The physical views of the candidate floorplans fp2 and fp3 are illustrated in Figure 5 . 
FPXA Design Methods
In this section, we discuss important directions for further investigation in applying the FPXA abstraction to develop novel system-level design tools. These directions include memory system synthesis, dynamic resource binding, and mapping high level dataflow graphs onto FPXA platforms.
The memory system is often the most limiting performance constraint for embedded computing systems. Insufficient attention has been paid in the literature to the synthesis of custom memory systems.
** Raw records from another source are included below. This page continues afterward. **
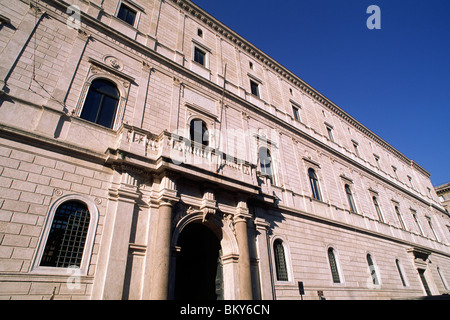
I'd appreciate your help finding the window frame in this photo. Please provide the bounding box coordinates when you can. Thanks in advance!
[258,144,276,185]
[79,77,122,130]
[192,45,208,69]
[366,252,381,288]
[272,238,289,282]
[270,235,294,285]
[307,167,323,202]
[394,204,407,231]
[250,79,261,99]
[116,1,138,27]
[425,216,441,242]
[189,117,211,147]
[352,140,361,158]
[410,208,425,237]
[395,258,409,288]
[326,245,345,285]
[114,0,145,29]
[292,105,302,122]
[372,195,386,223]
[325,124,335,142]
[30,194,99,275]
[344,184,358,213]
Building a memory system out of a library of memory components as in an FPXA is harder than in the custom SoC case where memory components can be designed to more precise specifications. Memory system synthesis builds a memory subsystem from a collection of memory and network components. Given the impact of memory system behavior on performance, a useful direction for further work is the exploration of FPXA synthesis methodologies that perform memory system allocation before scheduling, followed by iterative improvement over the allocation/scheduling procedure.
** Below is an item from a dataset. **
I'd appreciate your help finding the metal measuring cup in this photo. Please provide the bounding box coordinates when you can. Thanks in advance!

Dynamic resource binding based on the FPXA abstraction is another interesting direction for future investigation. When it is not possible to use true dynamic retargeting of code to the heterogeneous FPXA components, this behavior can be approximated using static partitioning and compiling, but dynamic binding of computation to resource [3] . We can statically partition applications, and identify code that is wellsuited to the different resource types. Ideally, this partitioning will identify code segments that are suitable for implementation each on multiple FPXA resource types. Each section is then compiled (at design time) for each resource on which it may execute. At runtime, an individual system will dynamically choose how to implement the computations, based on resource availability, resource demand, performance requirements, energy concerns, or other criteria. This method also allows applications to be platform-agnostic, provided that each FPXA on which it will execute contains a resource type able to execute at least one version of each computation.
A third general area for investigation is the mapping of high level dataflow representations onto FPXA platforms, using intermediate representations such as the FPXA graph defined in Section 3. As discussed in Section 3, dataflow graphs are used extensively in the design and implementation of signal processing systems, and a wide variety of techniques have been developed for mapping signal processing dataflow graphs onto various kinds of platforms (e.g., see [2] ). However, the heterogeneity, coarse grain processing element structure, and self-time routing network characteristics of FPXAs present novel challenges and opportunities for dataflow graph mapping techniques.
Conclusions
In this paper, we have developed an abstract model called field programmable X arrays (FPXAs) for design and implementation of signal processing applications on heterogeneous platforms. The FPXA concept defines a broad class of architectures, where heterogeneous collections of processing resources and self-timed communication channels can be configured and utilized based on the given set of targeted applications, and implementation constraints. We have also introduced structure vectors and FPXA graphs as ways of representing FPXA implementations for convenient, compact modeling and connection to dataflow graph analysis, respectively. Using a Viterbi decoder, we have demonstrated the prototyping of FPXAs on off-the shelf FPGA devices, and we have also provided a simple demonstration of iterative, constraintdriven FPXA design space exploration. Finally, we have motivated in some detail a number of useful directions for future work, which include the exploration of FPXA design tools for memory system synthesis, dynamic resource binding, and dataflow graph mapping.